The central government has issued a clarification on Dearness Relief (DR) saying that it is paid to central government pensioners on the original basic pension before commutation. The Ministry of Personnel, Public Grievances and Pensions further stated that this has come up due to a misunderstanding about whether the DR benefit is payable on the original basic pension before commutation or on the reduced pension after commutation.
The Department of Pension & Pensioners’ Welfare said, "References/Representations have been received in this Department seeking clarification whether the Dearness Relief is payable on original basic pension or on pension as reduced after commutation.
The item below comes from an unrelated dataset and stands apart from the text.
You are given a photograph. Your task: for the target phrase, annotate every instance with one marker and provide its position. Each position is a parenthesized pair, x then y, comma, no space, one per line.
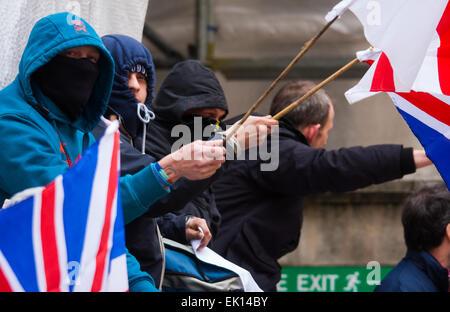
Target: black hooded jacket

It is clarified that dearness relief is payable on the original basic pension before commutation or such basic pension before commutation as revised on implementation of recommendations of Pay Commission etc. and not on the pension as reduced after deduction of commuted pension."
To offset the price increase, retired central government employees and family pension beneficiaries are granted DR benefits under Rule 52 of the CCS (Pension) Rules, 2021. Even those receiving compassionate allowance under Rule 41 are eligible for this benefit.
Under the 7th Central Pay Commission, the DR rate for central government pensioners is currently 38 per cent. It is based on the basic pension prior to commutation, not the reduced pension following commutation. The 38 per cent DR rate will be in effect beginning July 1, 2022, as the central government recently announced a 4 per cent DA and DDR increase.
The Union Cabinet approved a 4 per cent increase in dearness allowance (DA) and dearness relief (DR) effective July 1, 2022, which will benefit 50 lakh central government employees and 65 lakh pensioners. The 4 per cent increase increased the DA and DR to 38 per cent of basic pay or pension, respectively.